Assuming arguendo that Holt was influenced by over two hundred congress members supporting his bill, why would you not call these people deceivers …
(HR 811 Co-Sponsors) instead of calling Holt a liar?.
Brad
You still say that “paper ballot” in the text of HR 811 and S. 559 does not mean what it says. Consider the definition of “paper” the bills require:
(See S. 559 / Holt orig). The term archival quality paper is a term of art generally used for special documents that must withstand handling over a long period of time.
It is beyond silly to think electrons in memory (DRE) can be called archival quality paper able to endure multiply hand counts!
What this requirement in the bills does is require DRE machines to record each ballot seperately so the ballots can be hand counted repeatedly as needed.
That would be during every audit and every recount by hand. DRE electrons cannot be counted by hand and are not paper. That much is clear and you are avoiding these facts for some reason.
No, they are not ballots, nor can they be considered ballots by any stretch of the imagination.
These fancy archival-quality printouts can sit in a bin uncounted while the machines instead count electronic figments of somebody’s imagjnation… maybe the voters’ intentions, maybe not.

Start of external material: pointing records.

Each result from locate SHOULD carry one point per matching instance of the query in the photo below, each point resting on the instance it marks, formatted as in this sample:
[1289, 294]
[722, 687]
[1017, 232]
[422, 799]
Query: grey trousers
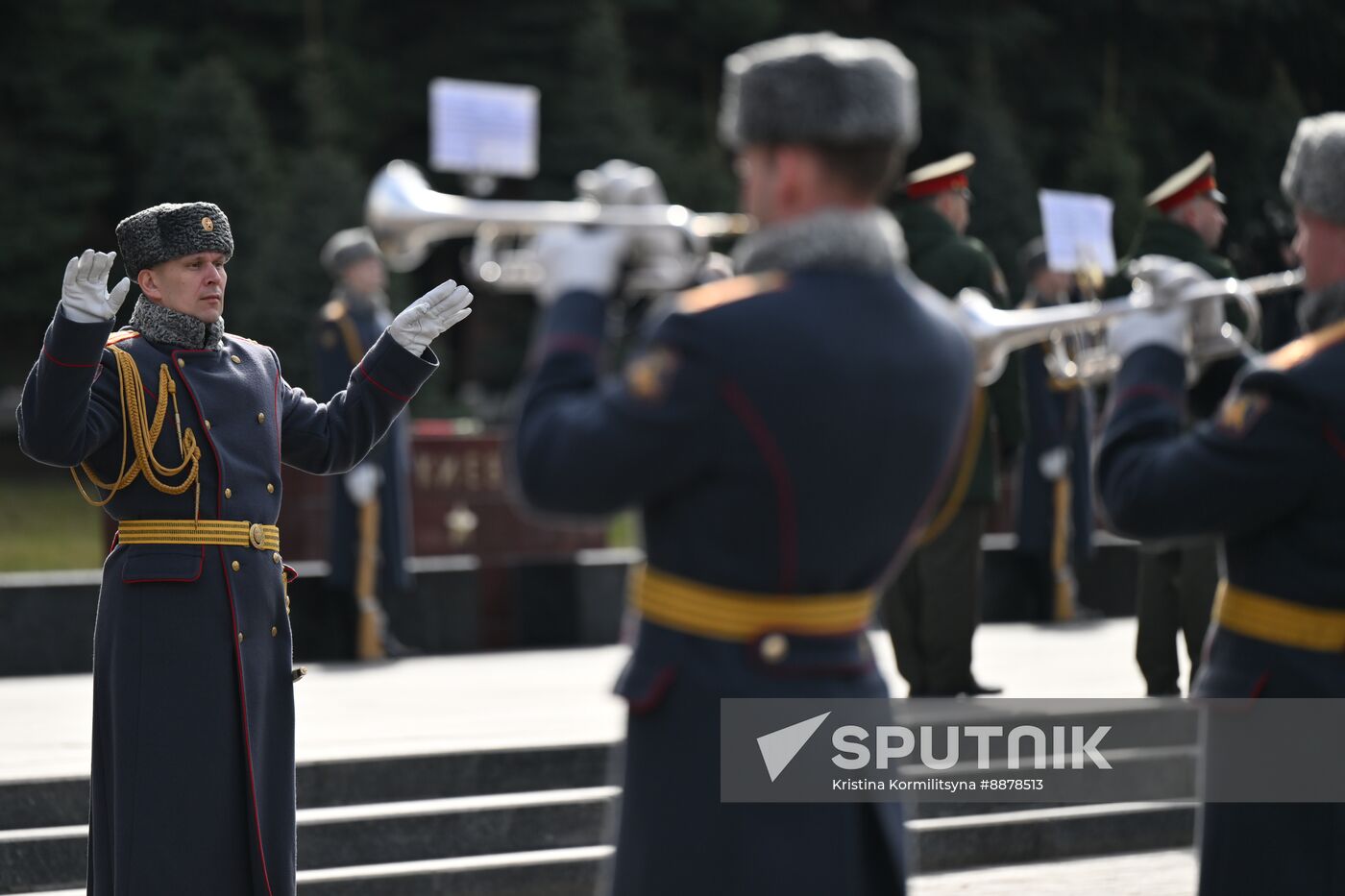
[1176, 594]
[934, 606]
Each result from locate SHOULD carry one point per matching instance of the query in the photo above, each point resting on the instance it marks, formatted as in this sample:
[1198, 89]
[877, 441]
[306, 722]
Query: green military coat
[951, 262]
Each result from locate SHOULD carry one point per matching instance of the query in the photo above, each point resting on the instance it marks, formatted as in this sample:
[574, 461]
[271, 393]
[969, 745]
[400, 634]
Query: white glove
[1052, 463]
[1169, 322]
[84, 294]
[577, 258]
[428, 316]
[362, 483]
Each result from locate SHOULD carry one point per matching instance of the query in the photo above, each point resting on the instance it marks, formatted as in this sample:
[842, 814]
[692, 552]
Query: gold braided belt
[742, 615]
[231, 533]
[1280, 621]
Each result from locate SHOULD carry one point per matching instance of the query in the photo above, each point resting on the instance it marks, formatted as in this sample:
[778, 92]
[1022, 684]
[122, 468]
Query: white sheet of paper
[483, 128]
[1076, 228]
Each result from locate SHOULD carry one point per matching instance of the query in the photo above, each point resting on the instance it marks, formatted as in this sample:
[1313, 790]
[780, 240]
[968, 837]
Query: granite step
[56, 802]
[1042, 835]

There is nothing in Holt’s fiasco of a bill that requires that each DRE-produced printout be counted.
And even your eternally twisting logic must acknowledge that if it is not required to be counted… then it’s not a ballot.

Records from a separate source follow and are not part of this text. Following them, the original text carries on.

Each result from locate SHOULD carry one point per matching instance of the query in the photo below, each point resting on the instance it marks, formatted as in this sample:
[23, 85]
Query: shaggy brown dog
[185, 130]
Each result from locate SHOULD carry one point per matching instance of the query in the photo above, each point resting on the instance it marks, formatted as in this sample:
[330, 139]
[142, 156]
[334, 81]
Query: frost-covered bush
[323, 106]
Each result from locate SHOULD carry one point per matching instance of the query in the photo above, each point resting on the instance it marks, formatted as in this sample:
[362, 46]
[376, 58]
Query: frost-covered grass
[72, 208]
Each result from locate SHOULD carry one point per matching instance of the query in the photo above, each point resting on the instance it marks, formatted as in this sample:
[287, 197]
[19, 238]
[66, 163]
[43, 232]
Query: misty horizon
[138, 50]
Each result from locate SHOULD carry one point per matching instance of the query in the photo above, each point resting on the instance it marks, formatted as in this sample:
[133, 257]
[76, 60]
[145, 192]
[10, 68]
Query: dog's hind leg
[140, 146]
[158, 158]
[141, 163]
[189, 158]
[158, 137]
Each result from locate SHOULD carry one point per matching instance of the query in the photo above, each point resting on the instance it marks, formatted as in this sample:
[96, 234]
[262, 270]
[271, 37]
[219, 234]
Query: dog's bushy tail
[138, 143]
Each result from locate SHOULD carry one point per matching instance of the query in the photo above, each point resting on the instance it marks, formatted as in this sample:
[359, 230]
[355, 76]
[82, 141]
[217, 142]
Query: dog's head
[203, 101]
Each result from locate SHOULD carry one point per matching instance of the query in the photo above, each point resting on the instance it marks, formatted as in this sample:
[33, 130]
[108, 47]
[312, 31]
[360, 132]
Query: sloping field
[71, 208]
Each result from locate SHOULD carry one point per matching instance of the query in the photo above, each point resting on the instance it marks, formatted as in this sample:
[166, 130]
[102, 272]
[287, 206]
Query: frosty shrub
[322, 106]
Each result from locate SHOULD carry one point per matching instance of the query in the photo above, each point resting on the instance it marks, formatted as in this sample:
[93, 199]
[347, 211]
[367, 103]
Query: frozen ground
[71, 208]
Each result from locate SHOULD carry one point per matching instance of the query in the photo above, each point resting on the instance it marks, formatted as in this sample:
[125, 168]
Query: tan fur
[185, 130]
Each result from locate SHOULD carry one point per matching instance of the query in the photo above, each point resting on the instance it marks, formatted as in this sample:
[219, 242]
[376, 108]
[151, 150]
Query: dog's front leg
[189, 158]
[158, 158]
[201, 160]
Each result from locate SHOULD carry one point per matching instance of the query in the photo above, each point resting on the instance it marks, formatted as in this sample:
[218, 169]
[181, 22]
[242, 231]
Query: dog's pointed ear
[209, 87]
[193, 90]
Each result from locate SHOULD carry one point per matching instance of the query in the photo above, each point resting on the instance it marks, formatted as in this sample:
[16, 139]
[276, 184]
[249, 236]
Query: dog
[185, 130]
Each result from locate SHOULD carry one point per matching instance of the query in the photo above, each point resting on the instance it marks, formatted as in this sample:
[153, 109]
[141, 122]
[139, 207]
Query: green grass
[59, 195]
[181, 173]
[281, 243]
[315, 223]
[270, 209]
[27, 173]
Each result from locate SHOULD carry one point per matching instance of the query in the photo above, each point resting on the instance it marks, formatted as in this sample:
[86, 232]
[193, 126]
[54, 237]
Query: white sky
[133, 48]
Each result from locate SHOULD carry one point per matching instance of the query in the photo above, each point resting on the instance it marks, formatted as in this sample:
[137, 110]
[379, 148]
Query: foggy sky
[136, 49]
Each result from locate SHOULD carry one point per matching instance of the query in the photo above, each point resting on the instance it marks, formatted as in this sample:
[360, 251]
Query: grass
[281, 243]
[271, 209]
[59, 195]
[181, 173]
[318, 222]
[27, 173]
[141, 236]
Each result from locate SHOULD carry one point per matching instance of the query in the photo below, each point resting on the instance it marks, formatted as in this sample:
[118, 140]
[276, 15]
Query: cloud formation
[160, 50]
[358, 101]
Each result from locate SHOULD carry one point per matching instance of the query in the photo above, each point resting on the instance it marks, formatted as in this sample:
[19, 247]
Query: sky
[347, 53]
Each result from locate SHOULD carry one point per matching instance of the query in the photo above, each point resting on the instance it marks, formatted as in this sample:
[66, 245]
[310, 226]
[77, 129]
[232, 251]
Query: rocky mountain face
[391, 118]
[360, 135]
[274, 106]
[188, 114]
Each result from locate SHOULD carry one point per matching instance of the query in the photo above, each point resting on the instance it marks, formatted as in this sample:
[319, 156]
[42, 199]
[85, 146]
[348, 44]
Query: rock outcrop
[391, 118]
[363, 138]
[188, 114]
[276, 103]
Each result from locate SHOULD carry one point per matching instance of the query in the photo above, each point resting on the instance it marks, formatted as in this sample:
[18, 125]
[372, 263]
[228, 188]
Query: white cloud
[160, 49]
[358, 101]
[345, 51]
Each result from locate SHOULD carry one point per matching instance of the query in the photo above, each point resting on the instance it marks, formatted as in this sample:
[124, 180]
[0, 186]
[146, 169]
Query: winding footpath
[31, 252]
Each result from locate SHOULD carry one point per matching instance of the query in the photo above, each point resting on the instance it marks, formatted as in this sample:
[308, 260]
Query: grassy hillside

(ps… and that still leaves all the other different ways that the current mutation of the bill screws with our democratic processes…)
Please quote the language in the text. I am not into imagined friends, imagined words, or imagined law.
That is a bushie thang.
Saying something is not what it is does not make it so.
Every paper ballot is printed by something. That is the only way to get the ink on the paper.
Your argument is pathetic and shameful.
Put up the text that supports what you say or shut up. Everyone can see there is something behind you besides honest argument.
Uh … the_zapkitty has declared itself to be the winner of this debate, so move on no story here …
No, Dredd. There is a) No mandate to count those “paper ballots” archival, durable or otherwise and b) No way that anybody can ever demonstrate they were actually created acurately to the voters intent and c) They do not allow the voter to check their ballot before it is cast and counted, as required by HAVA section 301.
You are just wrong here. And even Holt’s supporters (the honest ones) would admit that to ya. BUt they want “something”, under the false presence that “it’s better than nothing”, so they are supporting the bill. But the honest ones aren’t even making the case you are attempting to.